Nine Conservative MPs in Greater Manchester have written a letter to the health secretary demanding “a more sophisticated approach” to local lockdowns, criticising the government’s “crude and ineffective strategy”.

The whole region of 2.8 million people was put back into partial lockdown last Thursday after infections started to rise. The decision prompted unhappiness in some areas of Greater Manchester where rates remained low, for example in Wigan and Bury.

The mayor of Greater Manchester, Andy Burnham, has rejected the idea of releasing some of the 10 boroughs before others. But the Tory MPs reject this “one size fits all” approach, which they say “risks spreading resources too thinly across the whole conurbation, including in areas with few or no cases”.
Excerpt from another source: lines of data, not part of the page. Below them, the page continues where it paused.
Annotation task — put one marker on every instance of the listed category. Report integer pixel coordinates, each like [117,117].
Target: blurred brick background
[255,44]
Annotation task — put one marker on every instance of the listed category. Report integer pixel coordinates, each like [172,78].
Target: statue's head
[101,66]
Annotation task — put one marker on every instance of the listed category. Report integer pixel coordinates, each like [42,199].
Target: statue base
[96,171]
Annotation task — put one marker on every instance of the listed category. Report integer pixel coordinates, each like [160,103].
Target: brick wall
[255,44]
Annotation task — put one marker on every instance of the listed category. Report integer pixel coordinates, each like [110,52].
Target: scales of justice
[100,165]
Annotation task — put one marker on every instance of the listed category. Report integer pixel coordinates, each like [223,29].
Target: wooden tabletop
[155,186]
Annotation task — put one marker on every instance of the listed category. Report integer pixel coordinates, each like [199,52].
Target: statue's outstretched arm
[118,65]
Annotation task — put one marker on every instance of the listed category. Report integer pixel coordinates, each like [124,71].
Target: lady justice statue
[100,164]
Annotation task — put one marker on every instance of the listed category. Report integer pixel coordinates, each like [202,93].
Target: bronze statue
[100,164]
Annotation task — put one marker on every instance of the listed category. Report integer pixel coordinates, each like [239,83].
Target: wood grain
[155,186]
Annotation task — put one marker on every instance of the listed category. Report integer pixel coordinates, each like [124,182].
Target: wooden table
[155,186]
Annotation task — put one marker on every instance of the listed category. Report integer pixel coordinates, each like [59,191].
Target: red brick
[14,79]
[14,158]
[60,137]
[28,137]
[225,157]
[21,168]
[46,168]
They say Burnham fails to understand local infection patterns in seeking to “impose a crude and ineffective strategy across the whole area”.

They say:


Measures must be taken on a borough by borough basis and on a town by town basis in boroughs where there are only one or two coronavirus ‘hotspots’, but the rates in other parts of the borough are low …
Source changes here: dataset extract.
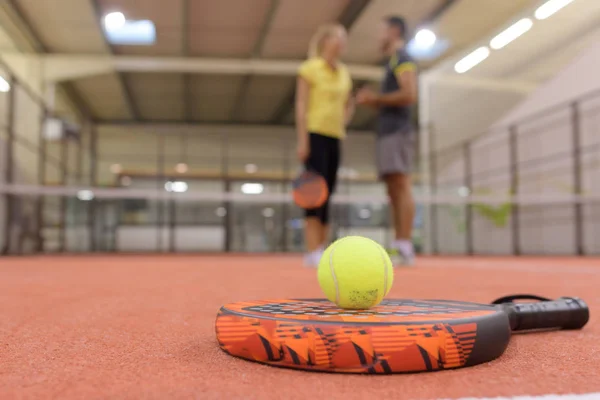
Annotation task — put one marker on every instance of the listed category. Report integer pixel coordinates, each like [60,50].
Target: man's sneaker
[400,259]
Failing to properly target resources, meaning inadequate measures in some places where the problems are greatest, and wasting resources where none are currently needed risks a wider outbreak across Greater Manchester, will only lead to more stringent ‘full lockdown’ measures being imposed as in Leicester. We must strive to avoid this at all costs.

The latter is signed by
James Grundy (Leigh)
Sir Graham Brady (Altrincham and Sale West)
James Daly (Bury North)
Christian Wakeford (Bury South)
Chris Clarkson (Heywood and Middleton)
Chris Green (Bolton West and Atherton)
Mark Logan (Bolton North East)
Mary Robinson (Cheadle)
William Wragg (Hazel Grove)

Speaking on a tour of new housing estate in Warrington, Johnson also expressed concern about news that a new consignment of 50m facemasks was unfit for use.

He said:


I’m very disappointed that any consignment of PPE should turn out not to be fit for purpose. But overall, don’t forget what we have achieved a colossal race against time to produce billions of items of PPE sourcing them from abroad but now increasingly, making them here in the UK as well, and stockpiling them now in case we have a second wave in in the autumn and the winter.
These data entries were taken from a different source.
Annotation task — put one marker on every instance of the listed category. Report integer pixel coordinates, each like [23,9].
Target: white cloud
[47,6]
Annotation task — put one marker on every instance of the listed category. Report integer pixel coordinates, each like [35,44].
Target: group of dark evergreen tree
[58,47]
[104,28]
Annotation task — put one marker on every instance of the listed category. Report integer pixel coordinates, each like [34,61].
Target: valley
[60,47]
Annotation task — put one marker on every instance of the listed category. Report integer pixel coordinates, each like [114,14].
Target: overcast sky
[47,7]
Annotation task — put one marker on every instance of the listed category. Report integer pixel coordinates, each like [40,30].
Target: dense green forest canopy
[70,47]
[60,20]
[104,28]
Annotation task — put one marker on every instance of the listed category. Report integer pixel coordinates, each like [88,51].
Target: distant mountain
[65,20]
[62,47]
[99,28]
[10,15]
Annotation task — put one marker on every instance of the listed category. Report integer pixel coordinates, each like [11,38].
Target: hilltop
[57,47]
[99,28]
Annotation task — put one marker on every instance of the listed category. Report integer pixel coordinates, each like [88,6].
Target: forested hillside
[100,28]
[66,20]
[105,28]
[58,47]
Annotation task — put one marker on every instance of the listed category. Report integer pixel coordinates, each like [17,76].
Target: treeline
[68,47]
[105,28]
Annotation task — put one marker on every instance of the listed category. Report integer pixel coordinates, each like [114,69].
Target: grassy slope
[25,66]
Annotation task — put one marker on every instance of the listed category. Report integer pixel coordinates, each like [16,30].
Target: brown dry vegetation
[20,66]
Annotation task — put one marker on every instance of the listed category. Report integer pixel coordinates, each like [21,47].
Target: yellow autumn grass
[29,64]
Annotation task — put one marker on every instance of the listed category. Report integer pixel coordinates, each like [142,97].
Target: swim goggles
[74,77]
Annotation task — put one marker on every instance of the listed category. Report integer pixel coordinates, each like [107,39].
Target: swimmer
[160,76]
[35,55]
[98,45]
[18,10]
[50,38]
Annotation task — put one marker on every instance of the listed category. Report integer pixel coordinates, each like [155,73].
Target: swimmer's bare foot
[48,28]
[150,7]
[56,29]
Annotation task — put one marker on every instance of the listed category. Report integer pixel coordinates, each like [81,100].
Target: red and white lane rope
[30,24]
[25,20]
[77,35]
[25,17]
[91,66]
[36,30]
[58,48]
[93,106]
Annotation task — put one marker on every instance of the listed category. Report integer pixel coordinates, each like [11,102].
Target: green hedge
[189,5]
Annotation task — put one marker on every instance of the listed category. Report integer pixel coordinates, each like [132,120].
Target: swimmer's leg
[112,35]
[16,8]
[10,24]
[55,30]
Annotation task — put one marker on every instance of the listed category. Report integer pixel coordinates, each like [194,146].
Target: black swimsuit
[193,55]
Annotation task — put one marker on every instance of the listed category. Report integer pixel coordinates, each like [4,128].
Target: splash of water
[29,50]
Boris Johnson has defended the Conservative party’s decision not to suspend the MP and former minister who is accused of rape.

Asked by Sky News why the party had not suspended the MP, Johnson said:


I think it’s very very important that we take all these cases, extremely seriously and will continue to do so I think we’ve got to wait for the police to decide whether they want to make charges and and take a decision on that basis.